David L Kindred (Dave) d.kindred at telesciences.com
Thu Oct 3 15:13:18 CDT 2002


As the company have 2 and 1 of each, I guess it's time to share my
limited knowledge.

We have an old NS5000, and a not quite as old NS7000/250.  Both of these
are Sparc/SunOS based machines.  The 5000 has an assortment of disks
ranging from 1.3G to 9G, with one each Storage Processor, File Processor
and Network Processor.  The 7000 has 13 9G drives, and similar
configuration.

The backup scheme I inherited just used dump on the live filesystems,
making it as reliable (and unreliable) as dump anywhere else.  Although
we did some mirroring on the 5000, we have raid5 going on the 7000 so
you can't do the unmirror/backup/mirror trick.

Early in the life of the 7000 my predecessor tried using the Auspex CIFS
solution and abandoned it in favor of Samba.  I haven't tried any of
Auspex's CIFS stuff.  I don't know much about the hardware details as we
had them under support.  I do know that there some licensing issues to
watch out for.  (For example we 100Mbit I/F we had in the 5000 was
covered by a time-based license, so when we kept the machine running
past its supposed termination date that stopped working).  I can't help
anyone set one up, as I inherited these in a working state and just kept
them running that way.  Most day-to-day activity was really just basic
SunOS/Unix stuff, but we never really put a high load on the processors
anyway, so I never had to pay much attention to what the slave
processors were up to.

If you could stay pure NFS these systems were great, but were a pain for
the Windows stuff.  I'm not sure I'd want them at home due to their size
and power load, considering their small disk capacity.

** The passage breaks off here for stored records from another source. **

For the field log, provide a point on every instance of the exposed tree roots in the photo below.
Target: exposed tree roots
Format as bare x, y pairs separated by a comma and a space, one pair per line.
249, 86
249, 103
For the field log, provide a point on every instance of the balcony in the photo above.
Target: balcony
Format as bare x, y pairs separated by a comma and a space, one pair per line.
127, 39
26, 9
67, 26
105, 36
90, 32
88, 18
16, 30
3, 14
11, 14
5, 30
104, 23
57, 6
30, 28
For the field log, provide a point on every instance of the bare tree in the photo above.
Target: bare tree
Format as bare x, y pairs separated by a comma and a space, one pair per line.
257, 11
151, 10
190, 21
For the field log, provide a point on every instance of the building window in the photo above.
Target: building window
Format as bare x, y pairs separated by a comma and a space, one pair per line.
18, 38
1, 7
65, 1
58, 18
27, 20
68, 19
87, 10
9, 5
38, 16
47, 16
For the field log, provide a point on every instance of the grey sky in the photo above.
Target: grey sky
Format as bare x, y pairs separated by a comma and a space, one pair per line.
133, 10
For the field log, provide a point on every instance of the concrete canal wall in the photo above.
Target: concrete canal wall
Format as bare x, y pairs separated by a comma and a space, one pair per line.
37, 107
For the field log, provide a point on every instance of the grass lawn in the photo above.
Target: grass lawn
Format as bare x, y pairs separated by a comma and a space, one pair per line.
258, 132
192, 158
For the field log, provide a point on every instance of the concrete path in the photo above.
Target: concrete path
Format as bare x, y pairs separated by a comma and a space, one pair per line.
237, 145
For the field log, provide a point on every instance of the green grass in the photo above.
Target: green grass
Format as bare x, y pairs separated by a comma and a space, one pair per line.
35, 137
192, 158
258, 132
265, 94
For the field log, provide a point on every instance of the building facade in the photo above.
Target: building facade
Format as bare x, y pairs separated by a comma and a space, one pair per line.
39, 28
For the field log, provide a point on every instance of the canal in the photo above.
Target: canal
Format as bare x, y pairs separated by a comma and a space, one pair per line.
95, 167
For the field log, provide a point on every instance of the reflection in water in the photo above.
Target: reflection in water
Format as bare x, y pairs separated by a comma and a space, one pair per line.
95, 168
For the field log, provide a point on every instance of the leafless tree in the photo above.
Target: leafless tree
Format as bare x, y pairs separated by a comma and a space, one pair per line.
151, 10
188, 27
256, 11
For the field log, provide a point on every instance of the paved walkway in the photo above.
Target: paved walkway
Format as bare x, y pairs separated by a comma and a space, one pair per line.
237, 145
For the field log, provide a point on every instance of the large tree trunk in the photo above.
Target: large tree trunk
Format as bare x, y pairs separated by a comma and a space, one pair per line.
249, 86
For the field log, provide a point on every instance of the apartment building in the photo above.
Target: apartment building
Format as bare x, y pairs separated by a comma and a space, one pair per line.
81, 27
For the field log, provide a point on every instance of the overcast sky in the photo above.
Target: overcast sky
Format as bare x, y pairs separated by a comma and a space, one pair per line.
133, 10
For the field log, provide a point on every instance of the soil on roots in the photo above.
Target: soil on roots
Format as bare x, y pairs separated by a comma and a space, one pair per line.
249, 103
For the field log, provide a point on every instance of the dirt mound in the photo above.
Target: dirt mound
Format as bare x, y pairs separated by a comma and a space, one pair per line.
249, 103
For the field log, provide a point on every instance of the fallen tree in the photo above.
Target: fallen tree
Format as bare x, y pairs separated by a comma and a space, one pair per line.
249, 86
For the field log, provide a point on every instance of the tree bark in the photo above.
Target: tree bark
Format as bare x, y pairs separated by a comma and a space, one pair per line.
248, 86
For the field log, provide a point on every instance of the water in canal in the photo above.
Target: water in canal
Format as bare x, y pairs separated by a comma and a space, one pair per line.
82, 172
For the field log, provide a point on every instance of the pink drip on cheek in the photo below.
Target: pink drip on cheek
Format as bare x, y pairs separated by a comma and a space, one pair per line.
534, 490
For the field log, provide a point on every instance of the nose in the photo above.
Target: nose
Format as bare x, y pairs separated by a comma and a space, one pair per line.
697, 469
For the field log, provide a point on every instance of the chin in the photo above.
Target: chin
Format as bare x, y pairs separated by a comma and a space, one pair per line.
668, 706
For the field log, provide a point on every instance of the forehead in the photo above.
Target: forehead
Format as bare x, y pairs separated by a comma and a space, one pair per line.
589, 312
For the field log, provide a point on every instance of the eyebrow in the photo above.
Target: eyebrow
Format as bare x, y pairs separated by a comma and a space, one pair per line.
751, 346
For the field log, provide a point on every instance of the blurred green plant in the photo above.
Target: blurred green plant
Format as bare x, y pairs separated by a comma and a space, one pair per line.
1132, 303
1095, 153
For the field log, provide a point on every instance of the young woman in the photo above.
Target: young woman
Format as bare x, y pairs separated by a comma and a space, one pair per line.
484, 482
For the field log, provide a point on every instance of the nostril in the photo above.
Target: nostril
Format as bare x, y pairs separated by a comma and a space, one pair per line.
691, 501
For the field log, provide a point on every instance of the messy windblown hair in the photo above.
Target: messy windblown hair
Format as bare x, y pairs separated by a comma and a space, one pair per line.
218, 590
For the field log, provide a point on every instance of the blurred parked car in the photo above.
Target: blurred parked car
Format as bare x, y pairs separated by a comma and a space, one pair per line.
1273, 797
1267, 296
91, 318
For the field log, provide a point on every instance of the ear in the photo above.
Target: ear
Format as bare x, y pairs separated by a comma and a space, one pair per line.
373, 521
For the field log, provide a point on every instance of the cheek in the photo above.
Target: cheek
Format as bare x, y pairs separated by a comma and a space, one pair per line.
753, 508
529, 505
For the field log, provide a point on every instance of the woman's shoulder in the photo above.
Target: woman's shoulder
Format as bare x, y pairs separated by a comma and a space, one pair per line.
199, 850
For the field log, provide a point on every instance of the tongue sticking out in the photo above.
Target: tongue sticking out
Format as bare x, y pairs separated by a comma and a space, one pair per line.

We also have a new F810.  We have one DS14 disk shelf with 7 36G disks.
For backup we use an NDMP based tool, which does make a snapshot for
the backup.  The NetApp CIFS solution looks real good, as the Windows
guys just do their Windows stuff without a lot of pain.  And the NFS is
equally seamless.  Basically, the machine just works.  I haven't learned
that much about it since I haven't needed to!

BTW, the decision to switch to NetApp was based a lot on the published
financial data of the two companies, as the new Auspex units look like
they should get the job done too.  With that said, I'm much happier with
the NetApp than I ever was with the Auspex machines.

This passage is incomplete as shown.